Tuesday, January 5, 2016

John Keene and African American short story writers, Pt. 1

 
One advantage of my communal postponement (CP) time arrival to the online conversation about John Keene's powerful collection Counternarratives (2015) is that I can get a sense of areas for further discussion concerning his work. Off the top, it occurred to me that not enough has been said about how his work links to and departs from various other African American short story writers. Pinpointing where Keene fits into that mix is especially important for those of us who teach African American literature each semester.

In general African American literature courses, students are expose to a recurring or overlapping core of canonical short story writers, including Charles Chesnutt, Zora Neale Hurston, Richard Wright, James Baldwin, Toni Cade Bambara, and Alice Walker. Students are sometimes introduced to the work of Charles Johnson and Octavia Butler, and in recent years, Edwidge Danticat and Edward P. Jones are included in the mix. Obviously, there are many more short story writers out there, but based on reviews of syllabi, tables of contents for anthologies and scholarly journals, stories by most of those figures appear most frequently. 

Keene's work compliments, and in some ways extends, the writing by those figures in important ways. First and foremost, Keene devotes his energies, as the titles of his collection suggests, to countering official or dominant narratives or presenting sometimes hidden narratives. In this regard, his writing corresponds to some what we see in works by Chesnutt, stories in Johnson's Soul Catcher, and others.

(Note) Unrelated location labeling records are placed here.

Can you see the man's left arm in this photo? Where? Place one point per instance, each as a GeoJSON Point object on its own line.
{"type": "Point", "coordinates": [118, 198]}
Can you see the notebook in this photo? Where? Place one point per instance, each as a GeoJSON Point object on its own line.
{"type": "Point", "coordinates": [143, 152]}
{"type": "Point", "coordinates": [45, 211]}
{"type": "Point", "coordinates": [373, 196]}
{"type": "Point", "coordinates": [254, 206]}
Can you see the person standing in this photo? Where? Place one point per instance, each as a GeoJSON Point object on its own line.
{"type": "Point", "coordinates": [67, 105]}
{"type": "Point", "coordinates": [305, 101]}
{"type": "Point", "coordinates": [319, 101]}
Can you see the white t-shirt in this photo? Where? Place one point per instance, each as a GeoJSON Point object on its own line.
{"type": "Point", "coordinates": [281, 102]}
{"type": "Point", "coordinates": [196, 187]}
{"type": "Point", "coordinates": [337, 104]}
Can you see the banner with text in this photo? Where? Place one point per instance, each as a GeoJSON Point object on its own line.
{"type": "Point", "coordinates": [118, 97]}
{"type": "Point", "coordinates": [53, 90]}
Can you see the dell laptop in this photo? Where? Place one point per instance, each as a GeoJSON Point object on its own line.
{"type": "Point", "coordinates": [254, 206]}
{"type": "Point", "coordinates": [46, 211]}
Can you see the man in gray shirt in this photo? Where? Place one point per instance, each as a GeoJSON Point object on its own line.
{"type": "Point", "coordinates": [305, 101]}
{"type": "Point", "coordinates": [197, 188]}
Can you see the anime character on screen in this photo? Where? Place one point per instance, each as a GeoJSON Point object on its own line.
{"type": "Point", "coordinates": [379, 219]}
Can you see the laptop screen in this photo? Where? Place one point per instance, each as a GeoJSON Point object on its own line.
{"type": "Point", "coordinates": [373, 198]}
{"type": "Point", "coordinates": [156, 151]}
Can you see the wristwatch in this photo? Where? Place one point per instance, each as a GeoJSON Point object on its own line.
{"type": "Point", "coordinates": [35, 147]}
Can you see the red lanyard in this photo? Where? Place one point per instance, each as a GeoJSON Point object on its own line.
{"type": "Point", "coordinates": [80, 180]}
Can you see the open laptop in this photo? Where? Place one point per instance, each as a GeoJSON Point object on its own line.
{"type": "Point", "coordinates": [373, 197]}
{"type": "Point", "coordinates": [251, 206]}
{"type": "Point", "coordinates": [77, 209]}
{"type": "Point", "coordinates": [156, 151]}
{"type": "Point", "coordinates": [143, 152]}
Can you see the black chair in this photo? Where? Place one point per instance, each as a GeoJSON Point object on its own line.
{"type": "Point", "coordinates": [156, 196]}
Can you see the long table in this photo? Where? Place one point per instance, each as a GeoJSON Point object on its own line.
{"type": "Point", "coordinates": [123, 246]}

Next, memorable black characters. Keene presents us with this rebellious runaway slave; he re-presents Jim from Huckleberry Finn, Langston Hughes, Du Bois, and the acrobat Miss La La, the subject of a painting by French Impressionist artist Edgar Degas. Here, Keene's focus on notable characters places him in league with protagonists who emerge in Hurston's "Sweat" and "Spunk," Wright's "Big Boy Leaves Home," and Baldwin's "Sonny's Blues."

There are important areas of divergence in Keene's work as well though when it comes to African American short story writers. For one, and I'll blog about this more at length soon, he really expands our sense of coverage in relation to historical time and geography. By and large, the aforementioned writers concentrate on events that take place in the 20th century, with a few pieces concentrating on the late 19th century. And, the events take place in the U.S.

Keene goes as far back as the 17th and 18th centuries. Brazil and Haiti also become important settings in his work. Those features, as well as his style of writing, suggest that his work makes important contributions to the tradition of African American short fiction.